I palestinesi in Libano non possono svolgere libere professioni perché una legge razzista glielo impedisce. Si occupano perciò delle mansioni più umili, ma la maggior parte di loro è sostenuta da aiuti internazionali. I palestinesi sono persone che i libanesi non si sforzano di capire perché perlopiù schiavi di razzismo e diffidenza.
A Tripoli ho incontrato estremisti libanesi che considerano pericolosi i rifugiati senza aver mai messo piede in un campo profughi, ma anche i cristiani più moderati hanno paura. Si teme un popolo che ha sete di giustizia, hanno il terrore che i palestinesi vogliano conquistare il Libano.
L’ultima soddisfazione di questo viaggio, dopo le tante persone amichevoli e generose incontrate, è stato portare un ragazzo libanese nel campo palestinese per mostrargli cosa la gente si rifiuta di conoscere. Uscito da lì, il ragazzo ha ammesso i propri pregiudizi e si è convinto che l’unica cosa che vogliono i palestinesi sono diritti.
Conoscere è il primo passo per una soluzione, per questo non mi stancherò di continuare a portare umilmente la mia solidarietà a coloro che soffrono, specie i dimenticati, dovunque essi siano.
Dopo gli scontri dell’estate 2006 il Libano è scomparso dai nostri telegiornali. Qual è la situazione del paese?L’Italia sta veramente compiendo una missione di pace?

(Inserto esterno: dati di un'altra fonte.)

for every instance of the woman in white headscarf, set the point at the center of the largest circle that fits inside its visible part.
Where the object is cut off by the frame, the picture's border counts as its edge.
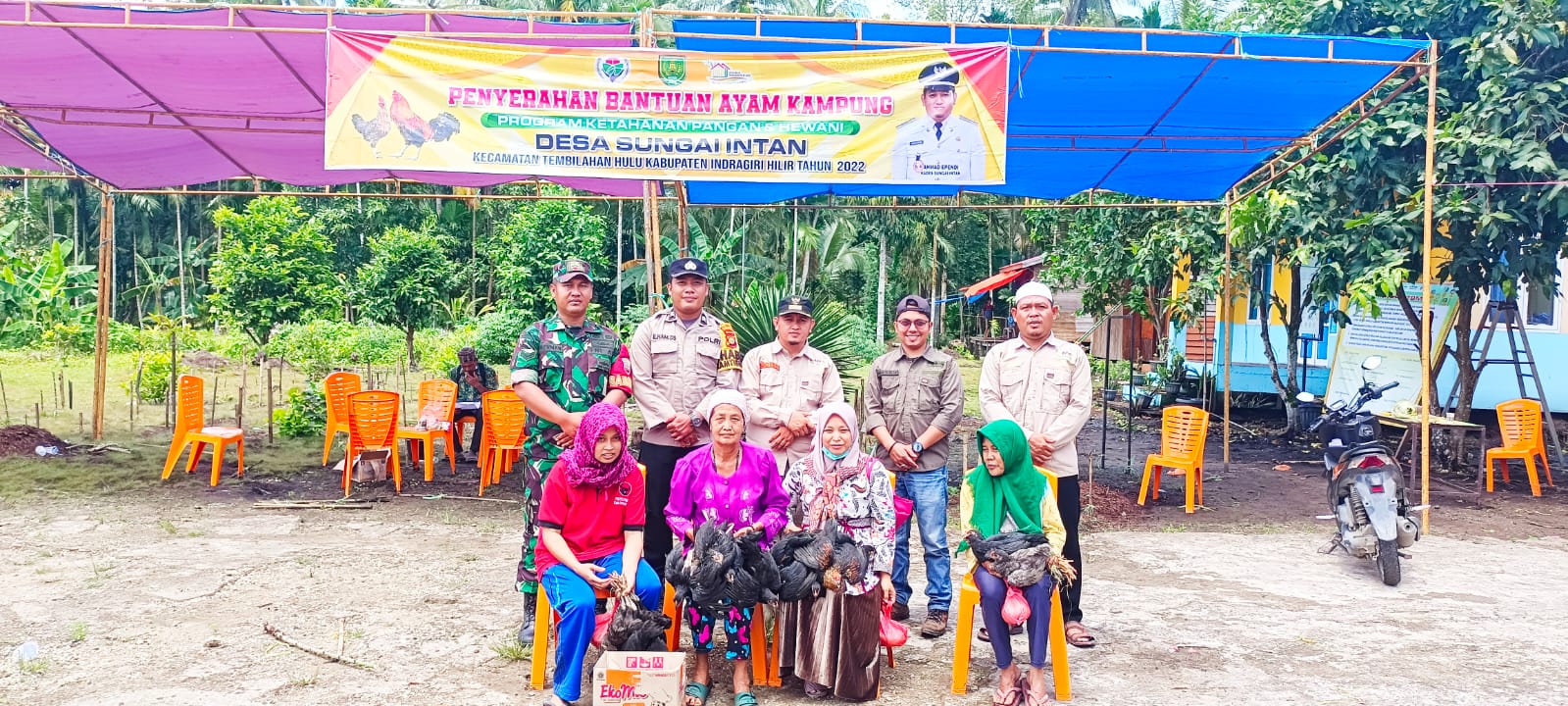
(832, 642)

L’esercito non porta mai pace, ma la presenza italiana in Libano è vista in maniera positiva in quanto si pensa che metta un freno all’invasione israeliana. Si sente comunque nell’aria il clima di una possibile guerra di Israele contro la Siria o il Libano, per la rivincita dell’ultima sconfitta subita.
Dopo aver visto gli orrori di cui sono capaci gli uomini nei confronti dei loro simili, riesci ancora a credere nell’uomo?
Nei campi profughi ci sono uomini che dal ’48 non possono tornare nella loro terra. Dal mio punto di vista solo una piccola parte dei palestinesi potrà davvero tornare nella propria patria ma tutti continuano a sperare e a mantenere vive le proprie radici. Questo mi dà molta speranza, anche se penso che un cambiamento vero potrà esserci tra due o tre generazioni, cioè quando anche i libanesi capiranno che è fondamentale dare pari diritti a questo popolo.
E tu, Vittorio, per cosa urleresti ¡NO MÁS!?
¡NO MÁS! all’indifferenza, ¡NO MÁS!a chi se ne frega.
Il poeta spagnolo García Lorca diceva che il pianto che sentiva fuori dalle finestre non lo faceva dormire, ma non bastava chiudere le finestre per dimenticarlo, perché sapeva che il pianto continuava oltre il vetro. È il rumore di queste lacrime che non posso smettere di sentire, che mi spinge a continuare i miei viaggi.